Les @mers du CESM


Les @mers du CESM - 19 avril 1944 :

Le cuirassé Richelieu participe au bombardement de Sabang, base japonaise en Indonésie. Le navire français, ayant rejoint l’Eastern Fleet commandée par l’amiral britannique Somerville, prendra part à trois autres opérations visant des bases navales ennemies. Après 52 mois passés en mer, le bâtiment rentre à Toulon le 1er octobre 1944. À nouveau déployé en Asie du Sud-Est l’année suivante, le bâtiment assistera à la capitulation du Japon dans la rade de Singapour le 23 septembre 1945.





mardi 21 mai 2019

Combien de sabords en 2030 ? VMF

© Inconnu.
Cette série se consacre à un sommaire exercice de prospective : à l'orée de la décennie 2030, de combien de "sabords" - entendre ici le nombre de tubes ("sabords") de tous les systèmes de lancement vertical (SLV ou VLS en anglais) cumulés - disposeront les flottes de guerre majeures ? C'est-à-dire distinguer les bâtiments de surface et sous-marins participant du concept américain de "létalité distribuée" accueillant ces systèmes de lancement vertical. La chapelle du missile remplaçant toujours celle du canon. L'exercice de prospective ne peut se révéler exact mais sert à dessiner des tendances, illustrant d'une autre manière le tonnage lancé. Premier cas avec la Voïenno-Morskoï Flot (VMF ou flotte militaire).

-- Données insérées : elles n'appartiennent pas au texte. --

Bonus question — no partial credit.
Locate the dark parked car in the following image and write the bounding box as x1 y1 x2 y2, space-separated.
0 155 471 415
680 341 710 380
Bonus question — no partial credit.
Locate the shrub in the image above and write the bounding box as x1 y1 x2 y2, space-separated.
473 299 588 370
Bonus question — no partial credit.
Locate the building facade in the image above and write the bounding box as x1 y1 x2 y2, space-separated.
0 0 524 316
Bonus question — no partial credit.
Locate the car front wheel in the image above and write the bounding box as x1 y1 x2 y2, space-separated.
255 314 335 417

L'état final recherché de la marine russe à l'orée des années 2030 sera en très grande partie le résultat de la succession de deux programmes d'armement de l'État, c'est-à-dire ceux couvrant les périodes 2011 - 2020 et 2018 - 2027. Le premier est promulgué en 2011 avec un volume financier assorti de 20,7 trillions de roubles (environ 680 milliards de dollars américains) dont 5 trillions pour la VMF (26% du total). Le GPV 2018 - 2027 promulgué en 2018 bénéficie d'un volume financier similaire mais en légère baisse : 19 trillions de roubles (environ 332 milliards de dollars) dont la marine russe recevra une fraction un peu plus faible.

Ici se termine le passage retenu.